La cabaña era abierta y espaciosa, con dos dormitorios abajo y un ático. Todo lo demás, el salón, el comedor y la cocina, era un solo espacio abierto con grandes ventanales que miraban hacia el oeste, hacia el bosque y el mar invisible.

Se parecía a su cabaña de Colorado, aunque más grande. Rowan se sentía como si hubiera vuelto a casa.

John acabó su ronda para comprobar la seguridad y entró las maletas. El equipaje de Rowan era ligero. Un pequeño bolso y su ordenador portátil. John también tenía dos bolsas, una para la ropa, la otra para las armas. Rowan llevaba consigo su Glock y su cuchillo.

John descargó las armas de fuego.

– Voy a dejar este pequeño cuarenta y cinco en la cocina, aquí, junto a la caja del pan -dijo, cruzando el pequeño espacio de la cocina-. Y -siguió, hasta llegar al sofá más grande de los dos que había en el salón-, la nueve milímetros debajo de este cojín-. Apenas asomaba la empuñadura, y no se podía ver a menos que uno supiera que estaba ahí.

Rowan asintió con la cabeza. John llevaba su favorita, una pistola de diez milímetros, en el nacimiento de la espalda, y trasladó el rifle plegable y una segunda arma a su habitación, además de una caja de municiones.

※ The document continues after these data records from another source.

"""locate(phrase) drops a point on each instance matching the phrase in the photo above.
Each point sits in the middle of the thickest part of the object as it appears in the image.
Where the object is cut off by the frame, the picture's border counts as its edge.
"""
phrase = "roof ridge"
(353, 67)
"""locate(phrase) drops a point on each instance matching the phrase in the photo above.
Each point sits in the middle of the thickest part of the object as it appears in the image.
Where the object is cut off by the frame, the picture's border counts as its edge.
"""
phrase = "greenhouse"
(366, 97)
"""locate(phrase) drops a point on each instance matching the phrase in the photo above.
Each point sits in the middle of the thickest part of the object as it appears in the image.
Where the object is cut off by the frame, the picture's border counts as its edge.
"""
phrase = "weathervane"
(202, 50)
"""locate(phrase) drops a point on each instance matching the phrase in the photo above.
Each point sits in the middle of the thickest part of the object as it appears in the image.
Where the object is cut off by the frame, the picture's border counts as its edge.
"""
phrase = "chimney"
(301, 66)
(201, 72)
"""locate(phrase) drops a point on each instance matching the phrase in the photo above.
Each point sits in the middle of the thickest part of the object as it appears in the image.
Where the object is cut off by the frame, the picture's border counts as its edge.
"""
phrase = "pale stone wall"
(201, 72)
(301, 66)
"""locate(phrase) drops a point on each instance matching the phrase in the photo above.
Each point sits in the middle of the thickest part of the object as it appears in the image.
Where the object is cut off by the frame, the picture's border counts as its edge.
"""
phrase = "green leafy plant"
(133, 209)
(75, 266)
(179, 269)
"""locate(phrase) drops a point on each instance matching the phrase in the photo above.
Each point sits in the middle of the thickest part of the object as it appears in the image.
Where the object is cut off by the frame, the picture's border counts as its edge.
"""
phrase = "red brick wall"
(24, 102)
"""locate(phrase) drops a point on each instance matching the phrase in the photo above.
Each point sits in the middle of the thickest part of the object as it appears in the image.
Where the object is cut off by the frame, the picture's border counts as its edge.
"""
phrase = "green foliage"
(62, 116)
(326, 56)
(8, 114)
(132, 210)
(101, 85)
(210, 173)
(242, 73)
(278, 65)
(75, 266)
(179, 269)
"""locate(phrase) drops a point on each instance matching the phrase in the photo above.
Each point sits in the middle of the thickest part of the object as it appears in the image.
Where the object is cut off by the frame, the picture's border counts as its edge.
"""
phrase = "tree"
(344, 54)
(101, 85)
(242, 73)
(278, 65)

Ella lo vio alejarse por el breve pasillo y entrar en la habitación de la derecha. Estaban en una fortaleza, pero alguien se había quedado para ocupar su lugar. Otros le darían caza a Bobby.

Aquello no le procuraba ningún consuelo.

Adam volvió a tener el mismo sueño esa noche.

Era un sueño que se repetía desde que había visto la foto del hombre que le dijo que comprara los lirios a Rowan. En el puesto de flores junto al mar, tenía la impresión de que había algo familiar en aquel desconocido, pero no sabía qué era ni por qué esa sensación.

Siempre empezaba con las flores. Adam quería comprar rosas. El hombre quería que comprara lirios.

En el sueño, Rowan decía que no, que a Rowan no le gustaban los lirios. Rompía los lirios y se enfadaba. No quería comprárselos.

– Le gustan los lirios, lo que pasa es que no lo sabe -decía el hombre, y su voz sonaba rara, como a través de la niebla.

Adam sacudía la cabeza una y otra vez. Y luego, como sucede en los sueños, ya no estaba en el puesto de flores sino en el balcón de Rowan mirando la puesta de sol. Rowan estaba contenta y sonreía. Sostenía un tallo grueso y verde coronado por un lirio de cala blanco.

Él fruncía el ceño.

– Tú odias los lirios.

– No, es que sencillamente no sabía lo bonitos que eran.

Adam oía cómo las olas rompían y se derramaban en la orilla. Era un ruido que lo calmaba.

Y luego se despertaba y tenía que ir al baño.

Tenía el sueño todas las noches y, a veces, más de una vez en una noche. Pero siempre se despertaba, como si estuviera olvidando algo, algo muy, muy importante.

– Estúpido -se decía a sí mismo-. No eres más que un chaval estúpido.